It seems we all tend to live in patterns. Our desires and wishes for our life determine the patterns, and these tend to change with our changing circumstances. Why is that? Some reasons are more obvious, and others are more hidden and harder to get at. We all want to think we are free, and would deny anything to the contrary. I lived most of my life as a choice in a life course I wanted…However, my hours were plotted over the years in a schedule made by others, and my personal life revolved around work hours. All of this revolved around my salary that financed my lifestyle. Gradually, oh so gradually, I was being shaped to voluntarily pour myself into a tunnel that would end up possibly where I didn’t want to go.

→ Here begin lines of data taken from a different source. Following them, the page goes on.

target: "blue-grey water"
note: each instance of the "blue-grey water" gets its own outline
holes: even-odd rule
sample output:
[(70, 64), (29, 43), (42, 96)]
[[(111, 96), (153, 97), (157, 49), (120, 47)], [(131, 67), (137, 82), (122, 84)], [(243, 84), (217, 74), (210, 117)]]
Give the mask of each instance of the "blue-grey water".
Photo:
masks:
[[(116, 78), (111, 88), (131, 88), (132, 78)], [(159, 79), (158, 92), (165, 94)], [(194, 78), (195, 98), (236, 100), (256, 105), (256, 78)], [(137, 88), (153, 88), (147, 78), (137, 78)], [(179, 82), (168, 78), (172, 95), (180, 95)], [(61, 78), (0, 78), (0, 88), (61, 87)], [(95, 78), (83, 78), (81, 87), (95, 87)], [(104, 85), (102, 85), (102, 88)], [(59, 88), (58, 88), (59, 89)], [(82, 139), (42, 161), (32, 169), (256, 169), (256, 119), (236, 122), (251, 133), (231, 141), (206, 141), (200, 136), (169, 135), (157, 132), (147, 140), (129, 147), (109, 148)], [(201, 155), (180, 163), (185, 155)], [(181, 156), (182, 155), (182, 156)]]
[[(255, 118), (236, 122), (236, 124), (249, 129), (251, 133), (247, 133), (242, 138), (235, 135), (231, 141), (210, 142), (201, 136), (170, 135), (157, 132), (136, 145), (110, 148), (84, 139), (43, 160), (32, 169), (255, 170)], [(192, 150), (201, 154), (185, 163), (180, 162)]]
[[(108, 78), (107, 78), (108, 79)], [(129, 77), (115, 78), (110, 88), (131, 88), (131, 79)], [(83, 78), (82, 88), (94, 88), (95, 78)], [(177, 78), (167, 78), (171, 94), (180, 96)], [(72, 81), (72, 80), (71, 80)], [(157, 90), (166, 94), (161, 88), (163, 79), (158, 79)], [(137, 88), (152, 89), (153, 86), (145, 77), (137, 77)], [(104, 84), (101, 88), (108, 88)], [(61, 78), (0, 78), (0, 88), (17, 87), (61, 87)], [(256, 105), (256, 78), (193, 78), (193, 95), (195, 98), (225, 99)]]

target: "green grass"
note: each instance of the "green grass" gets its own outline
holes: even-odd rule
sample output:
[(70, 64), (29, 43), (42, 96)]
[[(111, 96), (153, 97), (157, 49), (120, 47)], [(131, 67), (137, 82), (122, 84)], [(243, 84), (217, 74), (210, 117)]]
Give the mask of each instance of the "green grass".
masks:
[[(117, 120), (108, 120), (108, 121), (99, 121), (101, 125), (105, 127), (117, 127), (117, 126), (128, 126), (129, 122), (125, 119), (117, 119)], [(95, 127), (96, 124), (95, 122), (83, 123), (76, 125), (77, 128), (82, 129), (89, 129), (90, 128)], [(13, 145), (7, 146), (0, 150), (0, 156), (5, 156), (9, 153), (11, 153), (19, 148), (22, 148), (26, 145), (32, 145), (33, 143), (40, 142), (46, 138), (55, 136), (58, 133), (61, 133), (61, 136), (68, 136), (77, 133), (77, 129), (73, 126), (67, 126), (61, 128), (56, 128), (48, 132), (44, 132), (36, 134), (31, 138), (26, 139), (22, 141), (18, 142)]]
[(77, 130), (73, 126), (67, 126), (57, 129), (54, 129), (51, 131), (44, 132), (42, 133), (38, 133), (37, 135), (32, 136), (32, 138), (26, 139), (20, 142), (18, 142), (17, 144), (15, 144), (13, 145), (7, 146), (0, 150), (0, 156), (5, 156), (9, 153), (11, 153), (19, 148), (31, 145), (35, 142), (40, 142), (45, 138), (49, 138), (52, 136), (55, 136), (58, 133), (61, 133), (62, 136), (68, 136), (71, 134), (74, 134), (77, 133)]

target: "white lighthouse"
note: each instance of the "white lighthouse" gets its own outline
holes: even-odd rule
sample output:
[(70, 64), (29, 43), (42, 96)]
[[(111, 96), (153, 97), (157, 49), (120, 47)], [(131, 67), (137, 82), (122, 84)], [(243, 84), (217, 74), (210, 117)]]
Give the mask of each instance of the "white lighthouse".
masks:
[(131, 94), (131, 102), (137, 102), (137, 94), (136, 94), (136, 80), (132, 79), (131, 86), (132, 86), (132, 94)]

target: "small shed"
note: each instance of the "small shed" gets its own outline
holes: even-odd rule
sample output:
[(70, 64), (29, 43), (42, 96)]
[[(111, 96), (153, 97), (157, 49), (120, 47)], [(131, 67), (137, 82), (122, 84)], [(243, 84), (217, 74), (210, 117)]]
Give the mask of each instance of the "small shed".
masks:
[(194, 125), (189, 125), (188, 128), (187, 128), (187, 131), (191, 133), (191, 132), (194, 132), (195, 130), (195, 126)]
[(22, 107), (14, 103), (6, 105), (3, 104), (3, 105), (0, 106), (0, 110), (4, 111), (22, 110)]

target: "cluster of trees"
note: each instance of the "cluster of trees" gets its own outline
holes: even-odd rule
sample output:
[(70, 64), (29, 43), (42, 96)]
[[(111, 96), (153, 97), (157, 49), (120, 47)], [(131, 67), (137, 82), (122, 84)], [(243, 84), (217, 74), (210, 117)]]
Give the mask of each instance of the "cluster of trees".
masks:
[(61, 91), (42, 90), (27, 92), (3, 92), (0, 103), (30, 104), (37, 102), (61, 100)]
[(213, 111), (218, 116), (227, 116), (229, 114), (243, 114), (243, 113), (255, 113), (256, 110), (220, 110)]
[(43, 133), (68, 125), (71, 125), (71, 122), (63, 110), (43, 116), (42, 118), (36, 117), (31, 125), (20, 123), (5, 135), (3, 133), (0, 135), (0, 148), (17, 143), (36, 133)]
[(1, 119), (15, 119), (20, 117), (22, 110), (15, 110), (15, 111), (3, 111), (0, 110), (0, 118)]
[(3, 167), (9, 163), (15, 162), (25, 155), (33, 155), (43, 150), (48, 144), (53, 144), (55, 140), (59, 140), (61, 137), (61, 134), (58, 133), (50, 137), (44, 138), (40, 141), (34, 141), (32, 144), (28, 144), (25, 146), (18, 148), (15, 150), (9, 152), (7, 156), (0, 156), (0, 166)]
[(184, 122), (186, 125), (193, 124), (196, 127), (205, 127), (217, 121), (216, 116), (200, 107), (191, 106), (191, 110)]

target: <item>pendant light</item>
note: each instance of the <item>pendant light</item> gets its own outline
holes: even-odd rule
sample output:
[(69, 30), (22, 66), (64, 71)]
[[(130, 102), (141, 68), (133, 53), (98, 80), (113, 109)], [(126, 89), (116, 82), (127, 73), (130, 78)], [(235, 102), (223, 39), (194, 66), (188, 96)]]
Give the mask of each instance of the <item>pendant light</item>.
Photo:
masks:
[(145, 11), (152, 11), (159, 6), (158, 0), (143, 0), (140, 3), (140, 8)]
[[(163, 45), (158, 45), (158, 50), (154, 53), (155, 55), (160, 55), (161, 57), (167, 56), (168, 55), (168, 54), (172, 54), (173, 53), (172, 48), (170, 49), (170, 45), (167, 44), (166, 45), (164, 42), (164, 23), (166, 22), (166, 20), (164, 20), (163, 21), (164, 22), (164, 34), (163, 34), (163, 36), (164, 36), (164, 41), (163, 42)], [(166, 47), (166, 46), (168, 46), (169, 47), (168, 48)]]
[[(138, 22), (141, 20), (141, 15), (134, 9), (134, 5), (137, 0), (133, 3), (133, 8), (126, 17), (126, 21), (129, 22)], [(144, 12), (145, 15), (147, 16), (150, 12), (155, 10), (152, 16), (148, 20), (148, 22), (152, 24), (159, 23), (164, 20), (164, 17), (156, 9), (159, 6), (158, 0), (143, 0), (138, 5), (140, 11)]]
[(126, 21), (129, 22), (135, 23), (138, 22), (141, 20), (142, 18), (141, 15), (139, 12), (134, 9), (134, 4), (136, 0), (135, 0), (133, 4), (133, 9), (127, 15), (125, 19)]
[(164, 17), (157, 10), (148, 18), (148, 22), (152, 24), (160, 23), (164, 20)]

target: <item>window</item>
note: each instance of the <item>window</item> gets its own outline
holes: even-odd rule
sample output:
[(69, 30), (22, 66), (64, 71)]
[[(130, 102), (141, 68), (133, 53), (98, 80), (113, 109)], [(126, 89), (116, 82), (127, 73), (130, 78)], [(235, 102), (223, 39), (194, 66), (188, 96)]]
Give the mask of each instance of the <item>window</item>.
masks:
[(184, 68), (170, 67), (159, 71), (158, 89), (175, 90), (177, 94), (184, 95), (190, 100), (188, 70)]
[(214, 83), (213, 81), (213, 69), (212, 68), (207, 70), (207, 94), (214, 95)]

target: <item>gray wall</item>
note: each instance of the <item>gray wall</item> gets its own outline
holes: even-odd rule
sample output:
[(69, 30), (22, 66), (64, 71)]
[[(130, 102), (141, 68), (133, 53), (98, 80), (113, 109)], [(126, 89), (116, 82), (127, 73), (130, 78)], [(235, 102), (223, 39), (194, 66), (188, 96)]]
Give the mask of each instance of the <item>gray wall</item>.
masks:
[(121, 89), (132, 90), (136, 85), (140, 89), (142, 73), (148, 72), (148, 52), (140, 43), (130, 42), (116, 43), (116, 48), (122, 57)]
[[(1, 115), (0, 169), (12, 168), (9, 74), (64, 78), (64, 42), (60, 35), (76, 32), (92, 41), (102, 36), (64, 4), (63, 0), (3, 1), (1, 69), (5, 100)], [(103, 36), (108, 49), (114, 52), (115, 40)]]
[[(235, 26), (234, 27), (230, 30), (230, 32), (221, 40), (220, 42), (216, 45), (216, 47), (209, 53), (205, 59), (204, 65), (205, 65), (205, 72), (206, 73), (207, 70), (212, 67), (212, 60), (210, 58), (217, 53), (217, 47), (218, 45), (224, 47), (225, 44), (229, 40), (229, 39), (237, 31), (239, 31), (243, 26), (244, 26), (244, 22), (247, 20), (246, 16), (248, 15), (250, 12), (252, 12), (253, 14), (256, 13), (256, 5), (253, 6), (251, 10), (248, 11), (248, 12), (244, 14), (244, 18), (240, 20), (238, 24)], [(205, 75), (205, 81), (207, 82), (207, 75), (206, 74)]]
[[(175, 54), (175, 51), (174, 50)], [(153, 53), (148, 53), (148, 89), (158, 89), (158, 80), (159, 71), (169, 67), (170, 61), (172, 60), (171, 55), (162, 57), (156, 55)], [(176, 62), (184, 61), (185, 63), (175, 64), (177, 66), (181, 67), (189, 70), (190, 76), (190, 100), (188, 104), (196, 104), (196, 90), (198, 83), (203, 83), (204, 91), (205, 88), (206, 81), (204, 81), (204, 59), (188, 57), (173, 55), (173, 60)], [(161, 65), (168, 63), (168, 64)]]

A phrase keeps coming to mind: Oh, what a tangled web we weave when once we practice to deceive…Taking a cue from myself, what is the deception here? Did we do this to ourselves? Or did we unconsciously “fit” ourselves to a prescribed pattern, present in our reality even way before we were born and that we accepted as a “Given or the way it is”. Over the years I have had the feeling grow that people ought to be able to live on what they love to do, and this knowing within should have given me a clue to this ultimate deception.
Early in my life, I had been in love with art…drawing, painting, stories and books about Artists and their paintings in history, as well as questions about how the body worked and the mysteries of the brain and how the mind worked, about how physical and mental health solutions came about, ie. Art and Science vied for prominence…A Judge who lived behind me said “Young lady, be practical. Go to Nursing School, and later get into Art”…None of my teachers advised otherwise. Art was far removed from my personal environment, but I lived near a University Medical Center, and had Doctors and Nurses in my neighborhood, for whom I babysat…So, guess what won out?